Sport: Marco Seliger (sem)

Der Erfolg im Sport ist ein zartes Pflänzchen, dessen Blüte schnell verwelken kann. Da mischen die Schwenninger Wild Wings also die Deutsche Eishockey-Liga (DEL) auf, sichern sich als Überraschungsmannschaft der Saison frühzeitig den Einzug in die Pre-Play-offs und entfachen eine lange nicht mehr da gewesene Euphorie am Traditionsstandort am Neckarursprung. Die Fans, die noch eine der begehrten Karten für die Halle am Bauchenberg bekommen, toben auf ihrer lang gezogenen Stehtribüne hinter und neben dem Tor, die Spieler siegen und feiern – und dann das: Vier Niederlagen nacheinander mussten die Wild Wings zuletzt hinnehmen. Platz sechs und damit der direkte Einzug ins Play-off-Viertelfinale sind drei Spieltage vor dem Ende der Hauptrunde mit dann 52 Partien in Gefahr.

 

Das Duell an diesem Freitag bei den Adlern in Mannheim (19.30 Uhr) wird so zu einer Art Finale: Die Adler stehen punktgleich auf Platz sieben, der wie die Plätze acht bis zehn nur die Teilnahme an den Pre-Play-offs, also dem Achtelfinale, bedeutet. Selten war dieses Landesduell so brisant und wichtig wie jetzt.

Für die Wild Wings geht es darum, dass aus der aktuellen Delle keine Krise wird. Und wer weiß, vielleicht hilft den Verantwortlichen im Umgang mit der Situation ja der Blick auf die jüngere Geschichte des Clubs, der sie gelassen werden lassen könnte. Denn in den vergangenen Jahren gab es Krisen zuhauf bei den Wild Wings – da wird die Negativserie aktuell zum Klacks. So gab es zum Ende der vergangenen Runde nach dem Verpassen der Play-offs Pfiffe und Buhrufe des begeisterungsfähigen Anhangs, der wie an anderen emotional geprägten Traditionsstandorten empfindlich darauf reagiert, wenn aus den Möglichkeiten nicht das Maximale herausgeholt wird.

In dieser Saison nun ist die Bande zwischen Fans und Mannschaft wieder eng geworden.
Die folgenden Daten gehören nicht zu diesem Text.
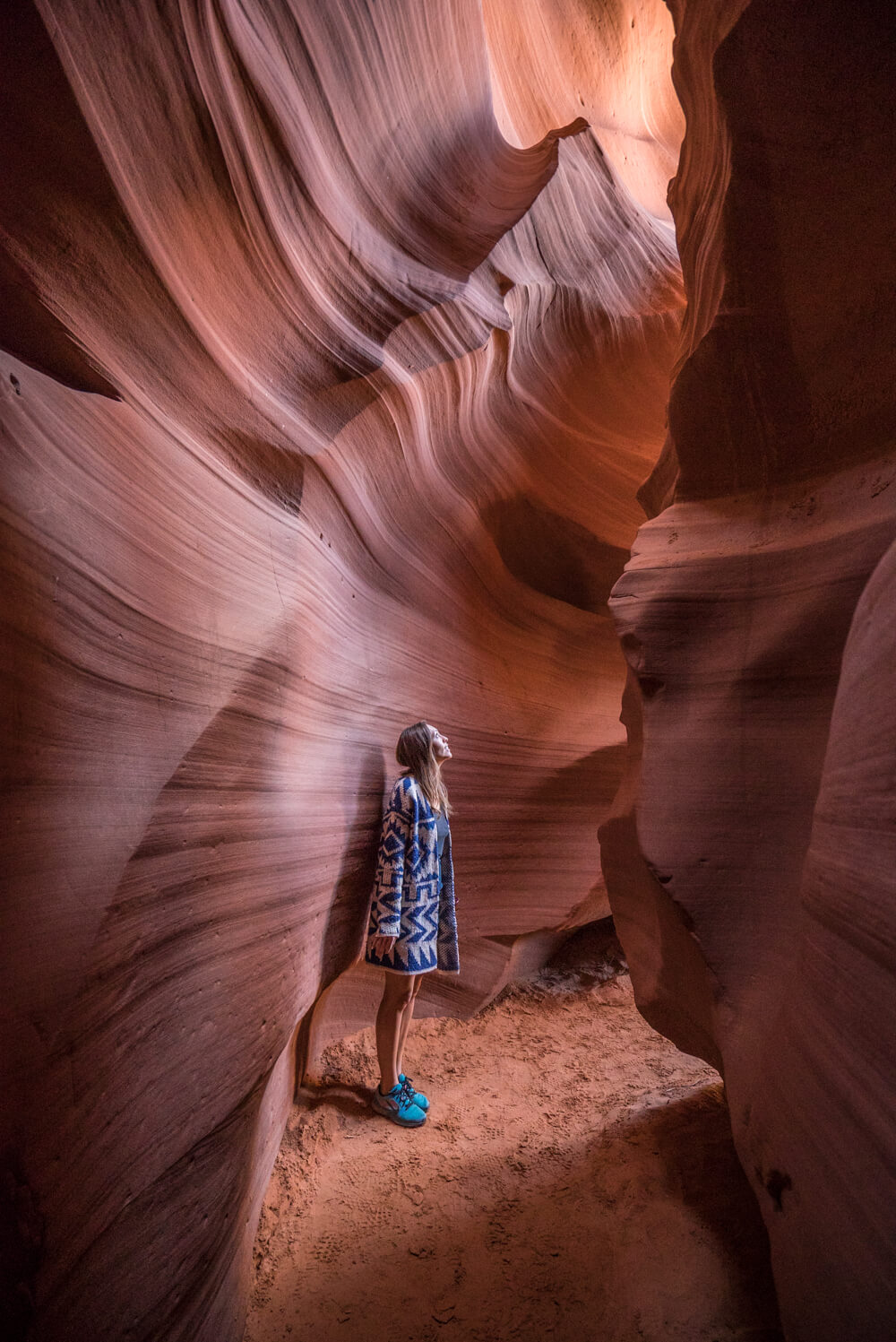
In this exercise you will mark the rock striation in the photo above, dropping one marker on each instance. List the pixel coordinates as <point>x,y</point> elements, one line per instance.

Die Wild Wings sind im besten Sinne Thema in der Stadt. Und nicht selten geht es darum, ob man noch irgendwo eine Karte für die 5100 Zuschauer fassende Helios-Arena bekommen kann, wo die Atmosphäre mit am besten und flirrendsten ist in der DEL.

Dass in dieser Runde wieder gejubelt wird in Schwenningen, hat zutiefst mit dem Mann zu tun, der einem als eine der ersten Amtshandlungen zur Begrüßung sofort das Du anbietet. Geschäftsführer Stefan Wagner hat sein spartanisch eingerichtetes Büro in den verwinkelten Katakomben der Schwenninger Arena. Die Möbel sind ihm nicht so wichtig, Hauptsache, er hat einen Tisch samt Stuhl zum Arbeiten – nahe an der Mannschaft und dem Trainer, dessen Büro direkt nebenan ist. Wenn ein Mann die berühmte Hemdsärmeligkeit verkörpert, dann ist es Wagner, ein Typ kerniger Bayer. Der Münchner redet kurz über seinen Lieblingsclub FC Bayern, erkundigt sich nach dem Höhenflug des VfB Stuttgart – und kommt dann bei stillem Wasser („ich find’ hier grad nix anderes“) auf den Punkt.

Seit seinem Dienstbeginn Ende 2022 brachte Wagner die Wild Wings auf Kurs. Acht Trainer in neun Jahren gab es zuletzt in Schwenningen. Die Verantwortlichen versuchten es mit namhaften Akteuren der Eishockeyszene. Doch Pat Cortina, Niklas Sundblad oder Harold Kreis scheiterten entweder oder wollten nicht lange bleiben.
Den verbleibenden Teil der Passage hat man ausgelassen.